Situasi ini bermula dari ketidakpastian jadwal yang terjadi sejak awal pekan lalu. Penentuan waktu pertandingan menjadi rumit karena jadwal laga AS Roma melawan Lazio di Stadion Olimpico berdekatan dengan final turnamen tenis Italian Open.
Dampak Pergeseran Jadwal Terhadap Tim Lain
Masalah ini ternyata tidak hanya melibatkan dua klub ibu kota saja. Beberapa pertandingan lain seperti Juventus kontra Fiorentina dan Pisa melawan Napoli juga terpaksa harus menunggu kepastian jadwal.
Hal ini terjadi karena tim-tim tersebut tengah bersaing ketat memperebutkan tiket ke Liga Champions. Sesuai regulasi, pertandingan yang menentukan posisi krusial di klasemen idealnya digelar secara serentak untuk menjaga sportivitas.
Setelah melalui diskusi panjang selama empat hari, pengelola liga akhirnya mengambil keputusan resmi terkait waktu kick-off. Berikut adalah detail jadwal terbaru yang telah ditetapkan:
Rincian jadwal pertandingan penentu pekan ke-37 Serie A:
- Waktu Pelaksanaan: Minggu, 15 Mei 2026.
- Waktu Kick-off: Pukul 12.30 CEST atau 17.30 WIB.
- Kebijakan Venue: Final tenis Italian Open akhirnya digeser ke hari Senin untuk menghindari bentrokan.
Keputusan ini tetap menempatkan laga derbi pada hari Minggu, meskipun pihak penyelenggara tenis sudah bersedia mengalah dengan memindahkan jadwal final mereka.
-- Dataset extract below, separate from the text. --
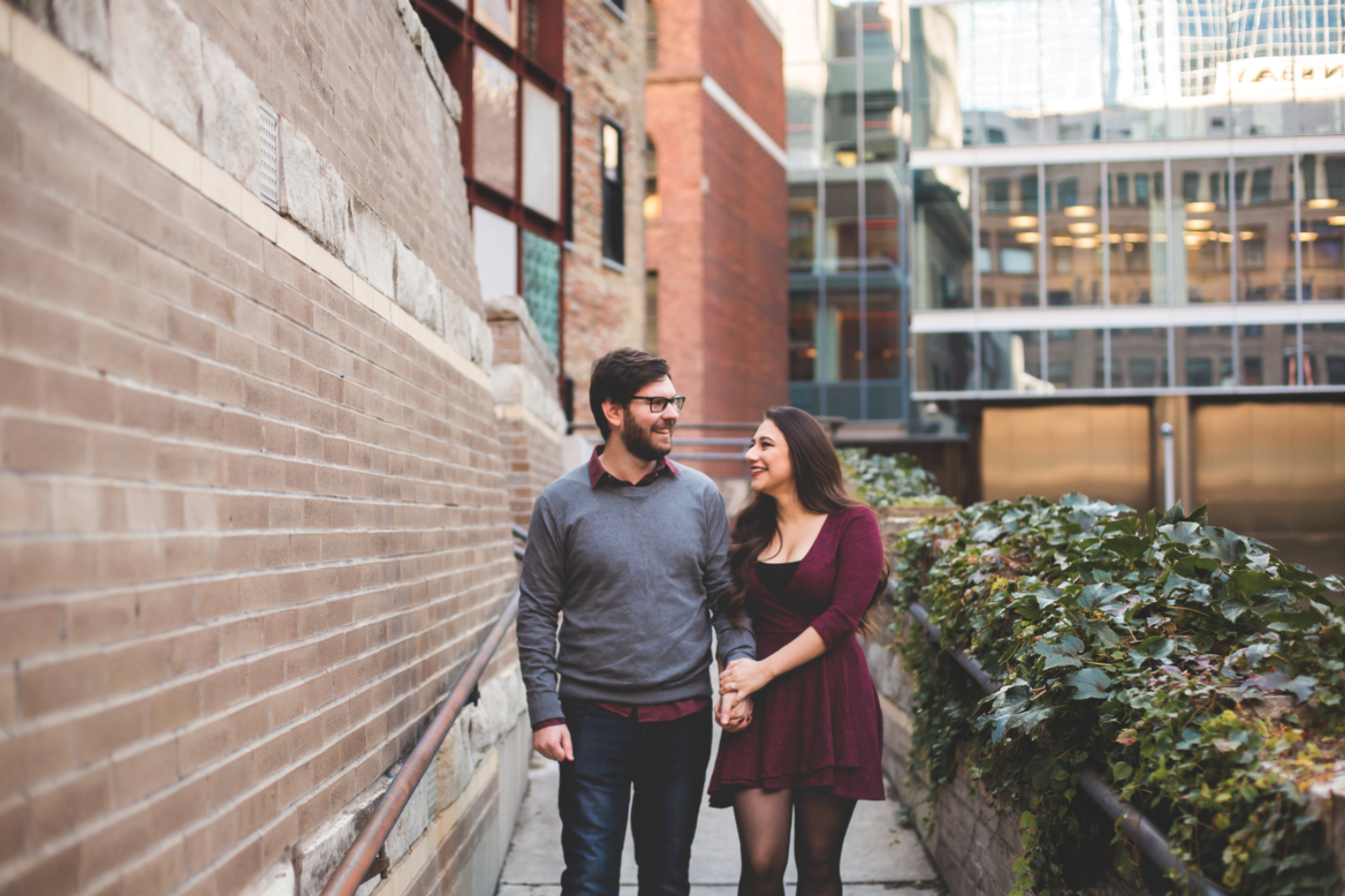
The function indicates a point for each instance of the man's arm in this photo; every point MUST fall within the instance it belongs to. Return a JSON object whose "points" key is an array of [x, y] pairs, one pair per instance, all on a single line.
{"points": [[541, 591], [736, 641]]}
Ancaman Boikot dari Maurizio Sarri
Menanggapi keputusan tersebut, Maurizio Sarri merasa sangat keberatan dan mengancam tidak akan membawa timnya ke stadion. Ia menilai bermain di hari Minggu merupakan keputusan yang tidak tepat bagi skuadnya.
Sarri mengungkapkan bahwa dirinya lebih memilih hadir jika pertandingan digelar pada hari Senin. Ia bahkan menyarankan kepada Presiden Lazio untuk tidak memberangkatkan tim meskipun risikonya adalah kehilangan poin akibat sanksi penalti.
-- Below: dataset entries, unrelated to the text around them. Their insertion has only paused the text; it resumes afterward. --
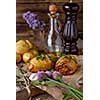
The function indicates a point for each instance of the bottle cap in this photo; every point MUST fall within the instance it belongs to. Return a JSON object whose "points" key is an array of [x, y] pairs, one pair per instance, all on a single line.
{"points": [[52, 9]]}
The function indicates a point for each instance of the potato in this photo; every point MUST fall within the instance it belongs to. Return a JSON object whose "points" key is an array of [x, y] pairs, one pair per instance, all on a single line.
{"points": [[30, 44], [34, 52], [27, 57], [18, 58], [22, 46]]}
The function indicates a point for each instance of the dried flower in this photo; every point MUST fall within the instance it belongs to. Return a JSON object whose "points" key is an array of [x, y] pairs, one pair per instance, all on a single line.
{"points": [[33, 21], [56, 75], [49, 73]]}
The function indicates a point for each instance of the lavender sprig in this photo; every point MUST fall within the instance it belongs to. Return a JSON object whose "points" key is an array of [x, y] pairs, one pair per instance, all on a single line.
{"points": [[33, 21], [54, 79]]}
Berikut adalah poin-poin keberatan yang disampaikan oleh Sarri:
- Menolak keras bertanding jika laga derbi dipaksakan berlangsung Minggu siang.
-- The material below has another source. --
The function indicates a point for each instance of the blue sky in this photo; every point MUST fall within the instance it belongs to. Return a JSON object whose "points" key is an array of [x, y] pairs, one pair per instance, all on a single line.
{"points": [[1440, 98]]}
- Lebih memilih menerima sanksi pengurangan poin daripada harus mengikuti jadwal yang ada.
- Menilai jadwal tersebut merugikan tim yang baru saja berjuang di kompetisi lain.
Kekesalan Sarri ini diduga kuat berkaitan dengan kondisi fisik para pemainnya yang baru saja terkuras. Lazio baru saja melakoni partai final Coppa Italia melawan Juventus pada Kamis dini hari WIB yang berakhir dengan kekalahan 0-2.
Dengan jeda istirahat yang sangat singkat, Sarri merasa kebugaran pemainnya terancam jika harus kembali bertarung dalam intensitas tinggi di laga derbi. Kini publik menanti apakah ancaman boikot tersebut benar-benar akan dibuktikan oleh sang pelatih.